There are currently widespread shortages of nurses across the UK although the number of children's nurses increased from 49,793 in 2018 to 51,005 in 2019, according to the Nursing and Midwifery Council (NMC). In June 2019 the NHS published its interim People Plan, featuring plans to increase the number of nurses and develop new routes into the profession including looking at a blended learning nursing degree partly delivered online.

The NHS Long Term Plan, launched at the start of the year, contains a number of commitments under a Children and Young People's Transformation Programme. These include a move towards a 0-25 service, an expansion of the neonatal nursing workforce including the creation of extended support roles, and the development of new services for children who have been sexually assaulted. By 2023/24 children and young people with the most complex needs who have a learning disability or autism will have a designated keyworker.

Since August 2017, new nursing, midwifery and allied health students in England no longer receive NHS bursaries, and instead have to take out student loans. In Wales, the student nursing bursary has been extended until 2020, and it has remained in Northern Ireland and Scotland. England has seen a drop in applications to study nursing and one in 20 places to study nursing across the UK were not filled this year, according to a report from the Open University. A survey of young people who had considered nursing as a career found the cost of studying alongside entry requirements and workload were key deterrents. The Learning Support Fund can provide some financial support but applications have not been as high as expected and the NHS has said it will review the system.

New routes into nursing including a nursing associate role designed to bridge the roles of healthcare assistant and registered nurse. The first qualified nursing associates registered with the NMC in January 2019, and more than 1,000 have now registered. In all 7,000 students have begun training since the role was agreed in January 2017, and Health Education England aims to recruit a further 7,500 in 2019.

Since 2017, potential nurses have been able to take degree-level apprenticeships, combining university study with paid work. The government expects over 400 nursing associates to progress to nursing degree apprenticeships from 2019 but the rate of progress has been slow. In a December 2018 report the education select committee found insufficient attention had been given to adapting apprenticeships to meet the needs of the NHS, with concerns about financial viability for providers and a lack of nurses able to supervise or mentor trainees. The committee called on the government to fund trailblazer groups to develop postgraduate (Level 7) apprenticeships to enable nurses to further their careers and develop specialisms.

The NMC is developing education standards for midwives, placing a greater emphasis on mental health and public health and the expectation midwives will increasingly work in multidisciplinary and multi-agency teams.

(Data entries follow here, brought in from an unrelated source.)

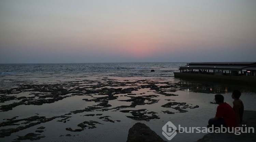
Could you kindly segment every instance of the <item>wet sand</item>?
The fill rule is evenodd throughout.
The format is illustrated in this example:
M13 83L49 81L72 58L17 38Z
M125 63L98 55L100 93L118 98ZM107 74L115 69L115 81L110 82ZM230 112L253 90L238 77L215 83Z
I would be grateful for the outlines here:
M216 107L211 103L213 96L230 91L173 78L70 79L19 81L1 89L0 141L125 141L129 128L138 122L163 138L161 127L169 121L206 125L207 119L200 117L213 115L209 111ZM191 141L202 136L185 134L193 138L184 139L182 135L174 138Z
M245 110L242 125L246 125L247 127L253 127L255 131L256 130L256 111ZM255 131L254 132L241 133L240 135L228 133L209 133L197 142L255 142L256 141L256 135Z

School nurses and health visitors are increasingly employed in local authority settings or social enterprises. With budget cuts continuing to bite, there are growing concerns health visitor and school nurse roles are under threat. "Since councils took over responsibility for the public health of those aged 0-5 in 2015, they have done everything they can to provide this essential service and deliver the best start and support for children and families," says Ian Hudspeth, chairman of the Local Government Association's community wellbeing board. "However, the funding has simply not kept pace with the scale and demand and we now face a serious shortfall in the number of health visitors." The LGA is calling on the government to address the recruitment and retention of health visitors in the forthcoming Spending Review.

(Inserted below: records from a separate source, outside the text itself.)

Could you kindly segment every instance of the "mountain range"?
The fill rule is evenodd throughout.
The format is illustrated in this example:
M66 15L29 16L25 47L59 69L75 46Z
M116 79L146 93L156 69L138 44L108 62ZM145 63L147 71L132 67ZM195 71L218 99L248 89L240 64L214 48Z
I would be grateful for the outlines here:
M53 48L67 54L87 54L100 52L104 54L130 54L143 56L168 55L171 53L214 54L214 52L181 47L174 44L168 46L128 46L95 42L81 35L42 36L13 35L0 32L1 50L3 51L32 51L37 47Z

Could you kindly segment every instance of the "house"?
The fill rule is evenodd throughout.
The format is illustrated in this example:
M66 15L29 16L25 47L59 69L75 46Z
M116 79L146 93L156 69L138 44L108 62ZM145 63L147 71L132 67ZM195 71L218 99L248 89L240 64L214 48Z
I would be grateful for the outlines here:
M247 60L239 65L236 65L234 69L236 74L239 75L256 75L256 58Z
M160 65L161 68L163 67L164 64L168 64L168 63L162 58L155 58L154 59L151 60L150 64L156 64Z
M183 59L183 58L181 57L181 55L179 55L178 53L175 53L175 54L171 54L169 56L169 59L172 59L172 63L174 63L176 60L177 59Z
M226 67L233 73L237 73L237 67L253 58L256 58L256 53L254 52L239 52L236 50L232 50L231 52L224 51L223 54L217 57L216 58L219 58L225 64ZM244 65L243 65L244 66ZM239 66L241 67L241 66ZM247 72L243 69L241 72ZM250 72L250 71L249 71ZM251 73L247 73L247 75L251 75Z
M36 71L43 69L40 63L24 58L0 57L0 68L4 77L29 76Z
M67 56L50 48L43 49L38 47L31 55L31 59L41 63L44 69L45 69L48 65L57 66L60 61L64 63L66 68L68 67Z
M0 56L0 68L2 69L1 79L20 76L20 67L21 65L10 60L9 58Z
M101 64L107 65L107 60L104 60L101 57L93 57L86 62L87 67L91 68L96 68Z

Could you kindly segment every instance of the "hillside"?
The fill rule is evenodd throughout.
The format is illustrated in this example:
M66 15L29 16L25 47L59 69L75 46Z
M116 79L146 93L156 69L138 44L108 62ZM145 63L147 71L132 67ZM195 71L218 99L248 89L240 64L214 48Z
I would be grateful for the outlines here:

There were 7,588 health visitors in March 2019 in England - a 25 per cent drop since 2015, when numbers reached a record high. There were 2,220 school nurses employed by NHS trusts in England in March 2019, down from more than 3,000 in 2010. The Institute of Health Visiting and five other bodies published a new recommended national curriculum for school nurses and health visitors in 2019. Earlier this year the government announced it would fund training for 1,600 health visitors on children's early language and communication.

There are other health-related opportunities arising in schools as the government announced the development of Mental Health Support Teams (MHSTs), to be established in 20 to 25 per cent of the country by 2023. Treating pupils with mild to moderate mental health issues in school, and helping children and young people with more severe needs to access the right support, they will be made up of newly trained education mental health practitioners (EMHPs) as well as more senior clinicians and therapists. The first MHSTs were launched in 25 trailblazer areas announced in December 2018 and are expected to begin work by the end of 2019. A further 57 sites were confirmed in July 2019, with teams due to start work by the end of 2020.

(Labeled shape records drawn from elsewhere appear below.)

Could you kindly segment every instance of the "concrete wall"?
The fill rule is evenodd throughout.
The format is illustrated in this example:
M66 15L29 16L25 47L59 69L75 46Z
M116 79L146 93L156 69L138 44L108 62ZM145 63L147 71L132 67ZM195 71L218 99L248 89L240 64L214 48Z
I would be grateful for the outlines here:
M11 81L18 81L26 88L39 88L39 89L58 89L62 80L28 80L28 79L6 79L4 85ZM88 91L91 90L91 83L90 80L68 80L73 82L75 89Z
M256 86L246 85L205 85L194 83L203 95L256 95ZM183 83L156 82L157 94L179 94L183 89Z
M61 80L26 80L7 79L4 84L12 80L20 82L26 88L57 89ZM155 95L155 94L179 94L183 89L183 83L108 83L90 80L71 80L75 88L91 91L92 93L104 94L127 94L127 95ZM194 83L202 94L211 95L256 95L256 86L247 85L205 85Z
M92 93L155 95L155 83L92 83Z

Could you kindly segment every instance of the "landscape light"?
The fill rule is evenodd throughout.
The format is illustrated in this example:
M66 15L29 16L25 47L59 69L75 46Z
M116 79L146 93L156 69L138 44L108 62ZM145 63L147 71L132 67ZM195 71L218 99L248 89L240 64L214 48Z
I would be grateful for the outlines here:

Seven higher education institutions were providing training for education mental health practitioners from the start of 2019, with capacity set to increase to eight by September 2019. From January 2020, an additional six universities will offer training.

The Department for Education (DfE) has also launched a £9.3m mental health training scheme led by the Anna Freud National Centre for Children and Families. Every school, college and alternative provision setting will be offered training through a series of two-day workshops as part of the Link Programme, starting in September 2019. The DfE is currently recruiting a training provider to support the development of senior mental health leads in schools and colleges.